Obama was not explicit. That is the whole point of all the criticism. The minions of the Left typically mis-describe their statements and actions as the opposite of what they actually are. “I/he made it clear” is the regular cover for being muddled and foggy and evasive.
Obama was set to meet with the National Security Council on Thursday evening, and he said his Administration is working hard to develop a plan for stemming ISIS’s spread from Iraq to Syria.
He is not working at all to develop a plan for anything. He has no wish to stem ISIS’s spread.
“We need to make sure that we’ve got clear plans, that we’re developing them,” he said.
Big giveaway there. He needs to make sure he’s got plans. Clear plans, mark you, comrade. Or he needs to make sure that he’s developing them.
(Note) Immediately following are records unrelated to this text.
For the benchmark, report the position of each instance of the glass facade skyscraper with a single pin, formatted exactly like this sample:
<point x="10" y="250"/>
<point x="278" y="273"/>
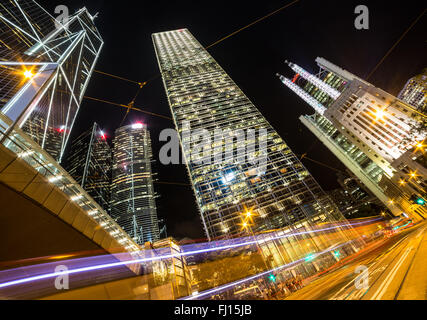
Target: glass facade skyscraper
<point x="367" y="128"/>
<point x="133" y="198"/>
<point x="45" y="69"/>
<point x="201" y="93"/>
<point x="89" y="162"/>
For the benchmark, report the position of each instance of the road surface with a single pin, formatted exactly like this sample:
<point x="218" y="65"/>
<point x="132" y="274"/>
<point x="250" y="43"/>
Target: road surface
<point x="396" y="270"/>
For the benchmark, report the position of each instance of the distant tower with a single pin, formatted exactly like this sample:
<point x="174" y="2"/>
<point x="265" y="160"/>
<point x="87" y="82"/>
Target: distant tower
<point x="89" y="163"/>
<point x="133" y="198"/>
<point x="368" y="129"/>
<point x="45" y="69"/>
<point x="415" y="91"/>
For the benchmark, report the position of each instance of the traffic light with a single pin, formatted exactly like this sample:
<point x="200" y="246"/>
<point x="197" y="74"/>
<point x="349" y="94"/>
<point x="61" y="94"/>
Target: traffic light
<point x="418" y="200"/>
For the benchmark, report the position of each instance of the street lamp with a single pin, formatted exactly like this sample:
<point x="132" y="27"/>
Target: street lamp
<point x="28" y="74"/>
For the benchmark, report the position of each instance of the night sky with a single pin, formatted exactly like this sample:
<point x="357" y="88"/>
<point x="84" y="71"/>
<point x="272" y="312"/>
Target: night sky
<point x="299" y="33"/>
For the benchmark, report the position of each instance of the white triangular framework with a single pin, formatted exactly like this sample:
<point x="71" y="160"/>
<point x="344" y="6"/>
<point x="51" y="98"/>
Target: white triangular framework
<point x="63" y="58"/>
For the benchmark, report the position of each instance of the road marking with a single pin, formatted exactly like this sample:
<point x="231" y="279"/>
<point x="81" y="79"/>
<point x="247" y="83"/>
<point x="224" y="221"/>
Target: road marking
<point x="375" y="262"/>
<point x="383" y="288"/>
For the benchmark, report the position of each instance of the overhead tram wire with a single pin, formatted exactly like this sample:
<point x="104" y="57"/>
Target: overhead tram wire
<point x="127" y="106"/>
<point x="395" y="44"/>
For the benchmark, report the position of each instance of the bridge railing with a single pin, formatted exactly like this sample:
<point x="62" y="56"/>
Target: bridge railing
<point x="26" y="149"/>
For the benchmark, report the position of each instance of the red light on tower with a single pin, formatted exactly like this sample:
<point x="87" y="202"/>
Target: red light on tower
<point x="138" y="125"/>
<point x="295" y="78"/>
<point x="103" y="135"/>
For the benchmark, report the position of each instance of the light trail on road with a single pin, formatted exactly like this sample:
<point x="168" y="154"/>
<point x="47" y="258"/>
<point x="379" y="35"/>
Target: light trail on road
<point x="170" y="256"/>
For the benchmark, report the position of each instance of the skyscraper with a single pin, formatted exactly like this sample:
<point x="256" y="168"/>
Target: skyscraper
<point x="367" y="128"/>
<point x="89" y="162"/>
<point x="133" y="198"/>
<point x="415" y="91"/>
<point x="45" y="69"/>
<point x="202" y="94"/>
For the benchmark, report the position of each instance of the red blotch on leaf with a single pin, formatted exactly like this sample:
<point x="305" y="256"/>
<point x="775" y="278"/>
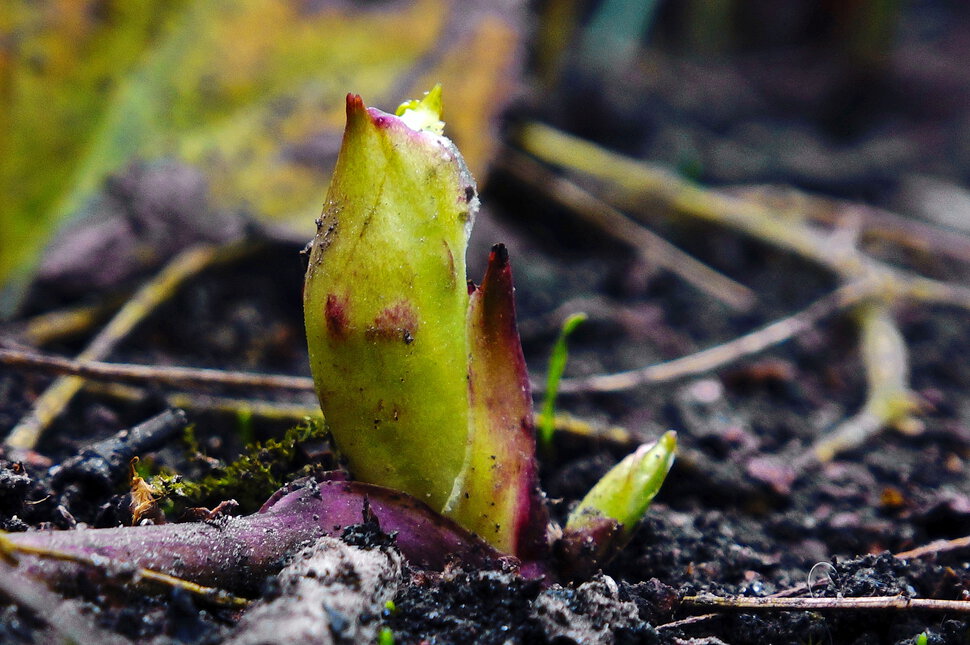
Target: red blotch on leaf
<point x="397" y="322"/>
<point x="335" y="313"/>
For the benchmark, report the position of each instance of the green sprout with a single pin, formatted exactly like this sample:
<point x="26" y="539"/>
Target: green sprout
<point x="557" y="365"/>
<point x="420" y="374"/>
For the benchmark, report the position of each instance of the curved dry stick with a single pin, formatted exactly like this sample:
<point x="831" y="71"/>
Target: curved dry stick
<point x="634" y="183"/>
<point x="185" y="377"/>
<point x="613" y="222"/>
<point x="901" y="603"/>
<point x="720" y="355"/>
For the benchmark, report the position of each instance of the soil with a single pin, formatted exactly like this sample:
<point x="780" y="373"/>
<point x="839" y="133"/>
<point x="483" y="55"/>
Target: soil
<point x="723" y="523"/>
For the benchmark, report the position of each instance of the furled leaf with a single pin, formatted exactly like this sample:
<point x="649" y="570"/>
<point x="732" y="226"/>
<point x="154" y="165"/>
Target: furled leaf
<point x="385" y="301"/>
<point x="249" y="93"/>
<point x="498" y="493"/>
<point x="605" y="519"/>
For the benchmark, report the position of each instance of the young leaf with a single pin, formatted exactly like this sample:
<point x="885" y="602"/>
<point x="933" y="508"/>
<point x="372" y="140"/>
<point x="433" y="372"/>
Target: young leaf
<point x="604" y="521"/>
<point x="385" y="302"/>
<point x="498" y="495"/>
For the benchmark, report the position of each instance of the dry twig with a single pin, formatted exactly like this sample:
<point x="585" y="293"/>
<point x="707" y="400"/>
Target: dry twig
<point x="651" y="246"/>
<point x="52" y="402"/>
<point x="898" y="603"/>
<point x="638" y="187"/>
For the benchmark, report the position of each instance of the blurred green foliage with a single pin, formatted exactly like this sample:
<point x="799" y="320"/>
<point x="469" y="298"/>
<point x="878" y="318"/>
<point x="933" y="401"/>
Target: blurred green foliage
<point x="250" y="92"/>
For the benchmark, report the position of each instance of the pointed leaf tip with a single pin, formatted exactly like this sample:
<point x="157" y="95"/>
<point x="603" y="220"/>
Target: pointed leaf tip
<point x="604" y="521"/>
<point x="424" y="115"/>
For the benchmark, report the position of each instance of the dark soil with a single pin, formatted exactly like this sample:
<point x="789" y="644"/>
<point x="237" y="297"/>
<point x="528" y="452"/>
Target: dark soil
<point x="722" y="523"/>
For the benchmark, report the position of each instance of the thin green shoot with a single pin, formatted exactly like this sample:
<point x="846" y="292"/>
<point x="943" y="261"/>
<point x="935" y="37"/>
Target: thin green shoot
<point x="385" y="637"/>
<point x="557" y="365"/>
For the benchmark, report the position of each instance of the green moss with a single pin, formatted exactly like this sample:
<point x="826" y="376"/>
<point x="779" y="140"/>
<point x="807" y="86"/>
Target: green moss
<point x="250" y="480"/>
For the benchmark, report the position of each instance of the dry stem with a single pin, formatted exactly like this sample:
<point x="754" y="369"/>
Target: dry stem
<point x="52" y="402"/>
<point x="638" y="188"/>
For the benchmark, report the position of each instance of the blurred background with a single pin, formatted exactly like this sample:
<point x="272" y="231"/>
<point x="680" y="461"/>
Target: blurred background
<point x="185" y="119"/>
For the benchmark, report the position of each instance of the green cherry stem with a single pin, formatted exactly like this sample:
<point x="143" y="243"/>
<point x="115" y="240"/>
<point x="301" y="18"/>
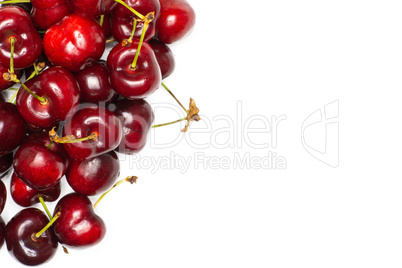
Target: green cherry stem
<point x="44" y="206"/>
<point x="131" y="9"/>
<point x="130" y="179"/>
<point x="38" y="234"/>
<point x="169" y="123"/>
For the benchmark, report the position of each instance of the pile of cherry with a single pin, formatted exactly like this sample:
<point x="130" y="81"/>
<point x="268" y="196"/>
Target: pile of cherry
<point x="72" y="111"/>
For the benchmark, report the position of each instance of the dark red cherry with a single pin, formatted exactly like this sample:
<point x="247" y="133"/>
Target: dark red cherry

Will he actually make plans, or develop them, so that he can make sure that that’s what he’s doing? What has he, Lord of the Planet Earth, done already?
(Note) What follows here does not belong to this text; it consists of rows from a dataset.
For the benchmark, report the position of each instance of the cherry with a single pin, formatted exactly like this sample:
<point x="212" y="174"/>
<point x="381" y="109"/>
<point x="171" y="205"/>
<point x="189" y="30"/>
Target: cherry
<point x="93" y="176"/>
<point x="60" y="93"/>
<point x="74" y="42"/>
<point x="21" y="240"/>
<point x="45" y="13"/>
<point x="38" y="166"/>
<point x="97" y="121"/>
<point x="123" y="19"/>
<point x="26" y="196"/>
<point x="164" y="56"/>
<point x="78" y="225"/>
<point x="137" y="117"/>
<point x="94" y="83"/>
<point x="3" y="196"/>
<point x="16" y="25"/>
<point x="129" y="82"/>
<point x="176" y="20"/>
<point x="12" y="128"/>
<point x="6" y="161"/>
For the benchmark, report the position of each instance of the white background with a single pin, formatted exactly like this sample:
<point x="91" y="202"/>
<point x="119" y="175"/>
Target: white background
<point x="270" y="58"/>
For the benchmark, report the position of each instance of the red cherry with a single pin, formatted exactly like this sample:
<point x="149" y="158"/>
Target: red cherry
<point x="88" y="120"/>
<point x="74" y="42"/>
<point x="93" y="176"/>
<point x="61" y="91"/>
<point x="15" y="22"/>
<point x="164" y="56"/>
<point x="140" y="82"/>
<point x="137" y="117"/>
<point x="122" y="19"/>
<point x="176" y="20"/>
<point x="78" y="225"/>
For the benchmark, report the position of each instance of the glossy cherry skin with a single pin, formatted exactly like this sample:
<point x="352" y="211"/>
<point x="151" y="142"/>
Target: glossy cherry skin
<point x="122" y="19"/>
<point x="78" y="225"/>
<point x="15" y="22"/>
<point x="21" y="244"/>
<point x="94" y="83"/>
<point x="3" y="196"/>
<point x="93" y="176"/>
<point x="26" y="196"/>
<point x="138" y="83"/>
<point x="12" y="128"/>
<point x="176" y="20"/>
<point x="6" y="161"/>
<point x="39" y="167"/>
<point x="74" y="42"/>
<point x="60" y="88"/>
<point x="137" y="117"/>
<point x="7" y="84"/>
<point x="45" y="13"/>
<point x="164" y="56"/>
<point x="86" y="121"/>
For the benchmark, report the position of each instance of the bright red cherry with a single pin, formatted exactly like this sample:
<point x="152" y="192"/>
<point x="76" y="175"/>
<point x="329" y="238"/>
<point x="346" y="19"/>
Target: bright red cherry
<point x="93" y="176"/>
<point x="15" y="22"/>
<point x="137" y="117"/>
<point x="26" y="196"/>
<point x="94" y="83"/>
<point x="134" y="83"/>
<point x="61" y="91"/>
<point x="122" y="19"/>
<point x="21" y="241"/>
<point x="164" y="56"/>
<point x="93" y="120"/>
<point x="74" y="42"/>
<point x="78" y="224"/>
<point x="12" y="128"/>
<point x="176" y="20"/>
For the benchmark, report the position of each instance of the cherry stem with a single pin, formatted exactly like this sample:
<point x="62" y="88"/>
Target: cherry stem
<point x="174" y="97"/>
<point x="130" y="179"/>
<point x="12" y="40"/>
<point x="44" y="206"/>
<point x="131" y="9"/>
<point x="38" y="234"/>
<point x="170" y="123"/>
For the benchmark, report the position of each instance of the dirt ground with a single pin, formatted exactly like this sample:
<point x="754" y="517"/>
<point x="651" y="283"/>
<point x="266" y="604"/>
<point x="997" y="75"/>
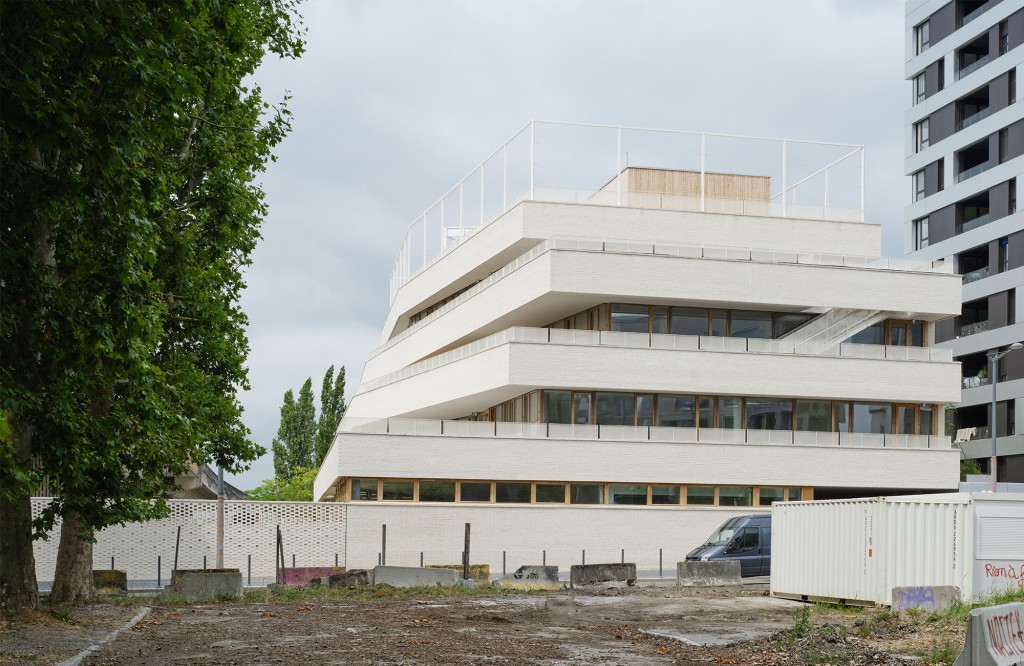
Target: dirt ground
<point x="635" y="626"/>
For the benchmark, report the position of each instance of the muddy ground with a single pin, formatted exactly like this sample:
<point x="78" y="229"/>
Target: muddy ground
<point x="636" y="626"/>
Obama said he’s ordered Secretary of State John Kerry to begin …
“Ordered John Kerry.” John Kerry the Chief Bungler. So we know that whatever it is that must be begun will be a failure.
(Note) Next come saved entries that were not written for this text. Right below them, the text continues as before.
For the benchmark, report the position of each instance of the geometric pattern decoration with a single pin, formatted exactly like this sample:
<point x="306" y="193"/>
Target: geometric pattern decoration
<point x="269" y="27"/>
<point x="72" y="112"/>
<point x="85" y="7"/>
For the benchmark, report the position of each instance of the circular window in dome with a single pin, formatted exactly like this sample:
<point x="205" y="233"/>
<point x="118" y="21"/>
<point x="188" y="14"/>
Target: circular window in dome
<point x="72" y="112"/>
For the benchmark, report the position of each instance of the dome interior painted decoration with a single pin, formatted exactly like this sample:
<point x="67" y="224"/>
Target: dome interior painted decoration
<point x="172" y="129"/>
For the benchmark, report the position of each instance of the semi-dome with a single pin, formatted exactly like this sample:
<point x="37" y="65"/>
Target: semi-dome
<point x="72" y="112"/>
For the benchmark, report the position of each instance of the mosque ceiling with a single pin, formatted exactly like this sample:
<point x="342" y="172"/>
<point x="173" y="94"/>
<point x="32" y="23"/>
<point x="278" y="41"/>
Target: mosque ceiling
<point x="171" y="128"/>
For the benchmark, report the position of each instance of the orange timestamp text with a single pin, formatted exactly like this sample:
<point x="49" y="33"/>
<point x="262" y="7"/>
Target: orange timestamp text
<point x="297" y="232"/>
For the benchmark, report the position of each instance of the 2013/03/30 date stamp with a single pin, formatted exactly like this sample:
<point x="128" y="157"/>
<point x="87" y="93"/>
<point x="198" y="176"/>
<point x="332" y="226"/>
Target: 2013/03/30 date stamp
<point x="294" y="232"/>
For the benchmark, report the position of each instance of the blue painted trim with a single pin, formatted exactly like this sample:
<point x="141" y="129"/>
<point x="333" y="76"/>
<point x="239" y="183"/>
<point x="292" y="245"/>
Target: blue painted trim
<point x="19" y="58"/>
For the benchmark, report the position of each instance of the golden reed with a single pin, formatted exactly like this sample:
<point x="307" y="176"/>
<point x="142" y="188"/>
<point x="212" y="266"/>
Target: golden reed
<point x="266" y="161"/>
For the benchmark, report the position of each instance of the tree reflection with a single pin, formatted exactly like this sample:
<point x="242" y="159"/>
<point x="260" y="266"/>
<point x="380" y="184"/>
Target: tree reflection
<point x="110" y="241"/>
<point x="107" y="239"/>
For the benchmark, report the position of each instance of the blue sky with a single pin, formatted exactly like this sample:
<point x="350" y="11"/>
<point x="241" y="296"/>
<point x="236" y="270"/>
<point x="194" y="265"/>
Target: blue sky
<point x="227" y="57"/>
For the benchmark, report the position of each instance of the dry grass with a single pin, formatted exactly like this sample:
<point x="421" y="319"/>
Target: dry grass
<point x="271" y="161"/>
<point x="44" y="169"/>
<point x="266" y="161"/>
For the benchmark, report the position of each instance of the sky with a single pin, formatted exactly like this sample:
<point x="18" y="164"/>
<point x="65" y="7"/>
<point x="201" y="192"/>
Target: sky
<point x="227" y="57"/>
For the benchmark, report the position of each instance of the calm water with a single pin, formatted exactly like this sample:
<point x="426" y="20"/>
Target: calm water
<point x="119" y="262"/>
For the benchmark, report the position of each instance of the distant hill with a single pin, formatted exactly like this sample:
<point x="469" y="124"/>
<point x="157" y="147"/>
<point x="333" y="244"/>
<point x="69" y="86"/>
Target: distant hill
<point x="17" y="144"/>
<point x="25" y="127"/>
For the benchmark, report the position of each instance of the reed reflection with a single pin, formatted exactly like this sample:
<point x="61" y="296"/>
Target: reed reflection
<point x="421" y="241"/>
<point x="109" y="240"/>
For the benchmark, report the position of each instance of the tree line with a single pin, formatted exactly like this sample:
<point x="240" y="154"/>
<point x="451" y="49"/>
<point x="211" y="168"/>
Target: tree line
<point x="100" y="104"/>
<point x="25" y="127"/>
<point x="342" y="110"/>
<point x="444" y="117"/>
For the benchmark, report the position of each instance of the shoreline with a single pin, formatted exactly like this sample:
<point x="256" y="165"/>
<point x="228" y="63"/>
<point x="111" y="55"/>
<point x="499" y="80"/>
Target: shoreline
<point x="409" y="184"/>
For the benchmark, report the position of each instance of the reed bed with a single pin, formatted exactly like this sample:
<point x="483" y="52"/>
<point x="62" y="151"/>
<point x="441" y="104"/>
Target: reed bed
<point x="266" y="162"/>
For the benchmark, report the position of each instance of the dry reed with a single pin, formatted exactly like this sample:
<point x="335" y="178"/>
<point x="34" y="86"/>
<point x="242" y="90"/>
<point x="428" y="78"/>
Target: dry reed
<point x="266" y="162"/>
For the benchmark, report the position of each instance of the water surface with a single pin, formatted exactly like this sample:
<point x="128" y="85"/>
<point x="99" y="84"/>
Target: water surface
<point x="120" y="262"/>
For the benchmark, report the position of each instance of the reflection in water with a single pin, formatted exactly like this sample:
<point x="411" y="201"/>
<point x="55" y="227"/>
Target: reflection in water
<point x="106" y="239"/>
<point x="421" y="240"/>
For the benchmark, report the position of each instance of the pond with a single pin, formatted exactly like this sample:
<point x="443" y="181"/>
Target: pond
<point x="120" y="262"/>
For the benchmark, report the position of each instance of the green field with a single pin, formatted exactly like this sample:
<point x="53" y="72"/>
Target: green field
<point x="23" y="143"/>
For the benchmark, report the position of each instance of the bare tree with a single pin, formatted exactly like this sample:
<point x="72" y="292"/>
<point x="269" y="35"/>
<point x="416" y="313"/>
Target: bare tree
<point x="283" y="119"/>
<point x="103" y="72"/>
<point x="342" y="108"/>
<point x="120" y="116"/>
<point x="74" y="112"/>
… assembling a coalition to strike back at ISIS …
Meaning: Won’t do it on my own. Like Bush did (even though he didn’t). I’m not going to be held responsible for going to war. If lots of other countries do it then maybe okay. And no, I’m not resigning leadership. As always, I’ll be leading from behind, while they follow in front. So be still, My Base, I’m doing the least I can.
… while he has tasked Secretary of Defense Chuck Hagel and the Joint Chiefs of Staff to present him with military options.
Lots of options. So many that it will be impossible to choose one. Unless there’s one that is “unbelievably small”, to use John Kerry’s terrifyingly belligerent expression.
“We’re gonna cobble together …
“Cobble together”. Stitch up a ramshackle kinda co-operational thing. Nothing so decisive and leader-like as “organize a coalition”. And incidentally, wasn’t NATO created for the common defense of the West? Well maybe, but it was frightfully anti-Russian. And – I mean – it’s armed and everything, and it might really do damage, you know.
… the kind of coalition that we need for a long-term strategy as soon as we are able to fit together the military, political and economic components of that strategy,” Obama said. “There will be a military aspect to that.”
It’s sooo complicated. Like a jigsaw puzzle. There’s the political aspect. We haven’t even begun to think about that. And there’s the economic aspect. I mean, how much is it going to cost ISIS if we – our cobbled-together coalition – were to go to war against ISIS? Think of the reparations we’ll have to pay afterwards! And then okay there’s also – did I say “military”? Well, yes. There would be a military aspect to that. Not something to be undertaken lightly, a military aspect.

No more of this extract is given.